Kornika King, CVR, FPR-C, CCR, CSR, has been a professional court reporter since 2021. She holds national certification through the National Verbatim Court Reporters Association, certification from the Florida Court Reporters Association, and licenses in California and Georgia. When not on the record, she enjoys time with her family, traveling, and writing, and is committed to “reaching back” through mentorship and service within the court reporting community.

I sit in the room where facts are placed on the table one word at a time.
I am not here to decide what they mean.
Meaning belongs to others.
My hands move.
My ears stay open.
My opinions stay outside the door.
Some days, the air is heavier than language.
Some days, silence presses harder
than any spoken sentence.
Still, I listen.
Still, I write.
This work asks for steadiness, not certainty.
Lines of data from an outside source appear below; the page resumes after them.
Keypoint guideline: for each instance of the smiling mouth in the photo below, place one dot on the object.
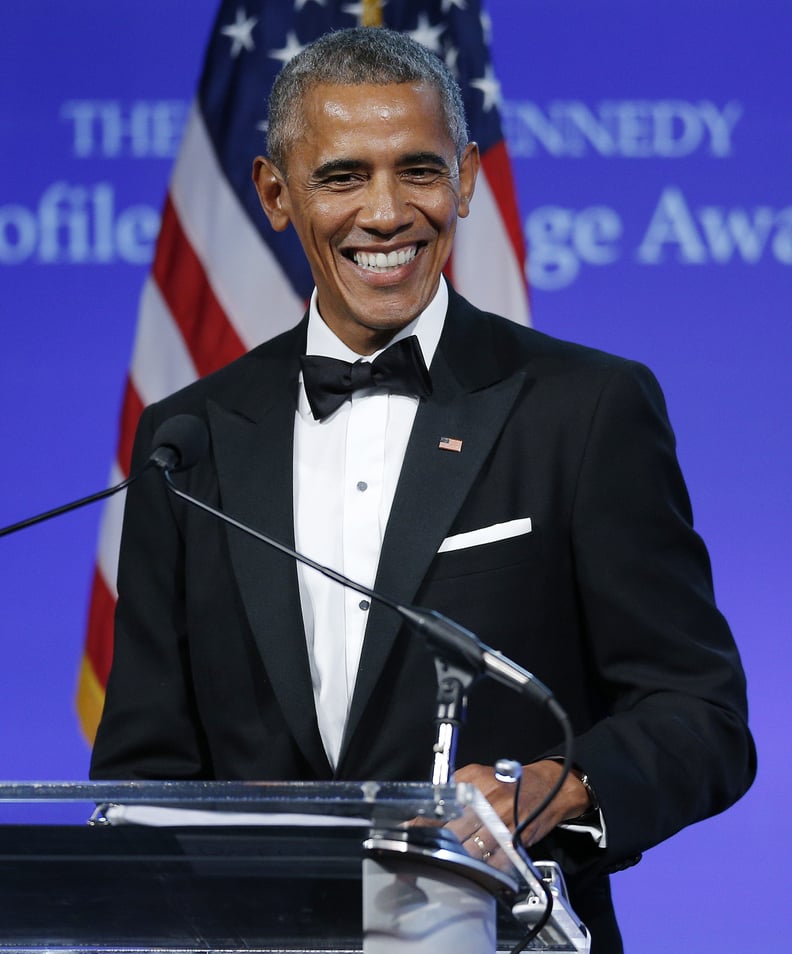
(384, 261)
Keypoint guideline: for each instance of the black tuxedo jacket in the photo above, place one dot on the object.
(607, 598)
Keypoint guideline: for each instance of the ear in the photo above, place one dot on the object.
(272, 192)
(469, 166)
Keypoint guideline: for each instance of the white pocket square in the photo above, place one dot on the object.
(497, 531)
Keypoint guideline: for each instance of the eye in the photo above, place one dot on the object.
(340, 180)
(423, 174)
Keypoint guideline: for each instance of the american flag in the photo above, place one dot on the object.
(222, 281)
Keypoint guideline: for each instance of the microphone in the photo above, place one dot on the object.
(184, 439)
(179, 443)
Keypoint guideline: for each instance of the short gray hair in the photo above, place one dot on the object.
(357, 57)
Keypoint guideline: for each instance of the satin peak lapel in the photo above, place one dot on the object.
(254, 466)
(432, 488)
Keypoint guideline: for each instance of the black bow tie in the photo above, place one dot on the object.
(400, 368)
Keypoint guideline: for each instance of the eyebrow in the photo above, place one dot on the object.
(334, 166)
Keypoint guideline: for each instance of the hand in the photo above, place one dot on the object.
(537, 780)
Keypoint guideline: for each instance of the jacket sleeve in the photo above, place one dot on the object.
(150, 726)
(675, 746)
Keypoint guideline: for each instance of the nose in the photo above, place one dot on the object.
(385, 208)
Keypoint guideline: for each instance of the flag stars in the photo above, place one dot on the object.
(292, 48)
(426, 34)
(489, 87)
(241, 32)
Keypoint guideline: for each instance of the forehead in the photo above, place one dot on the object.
(398, 115)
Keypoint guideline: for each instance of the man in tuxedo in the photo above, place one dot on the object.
(525, 487)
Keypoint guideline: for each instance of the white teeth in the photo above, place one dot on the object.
(379, 261)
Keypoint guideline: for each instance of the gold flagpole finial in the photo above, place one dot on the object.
(372, 13)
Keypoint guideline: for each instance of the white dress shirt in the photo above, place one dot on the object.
(346, 468)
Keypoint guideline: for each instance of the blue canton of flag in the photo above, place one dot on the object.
(222, 280)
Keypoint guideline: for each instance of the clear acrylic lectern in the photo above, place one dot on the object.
(263, 867)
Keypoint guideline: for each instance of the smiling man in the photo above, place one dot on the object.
(526, 487)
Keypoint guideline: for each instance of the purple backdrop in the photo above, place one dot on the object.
(651, 146)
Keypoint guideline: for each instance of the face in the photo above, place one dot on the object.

Accuracy, not righteousness.
Presence, not power.
I do not weigh guilt.
I do not sort truth from consequence.
I do not tilt the scale with feeling,
no matter how loud it grows in my chest.

I am a witness to words,
not their judge.
The record does not belong to me,
but I belong to it while I am here.
Fully. Carefully.
With restraint that looks like neutrality
and discipline that looks like silence.
There is honor in holding the line.
In being trusted with what is said
when it matters most.
Justice is not something I deliver.
It is something I protect
by refusing to touch it.
And when the room empties,
when the day follows me home,
I remind myself:
Impartiality is not distance.
It is devotion to the process.
It is respect for every voice
without elevating my own.
This is not small work.
This is not passive work.
It is a calling to guard the record so that truth has a place to stand.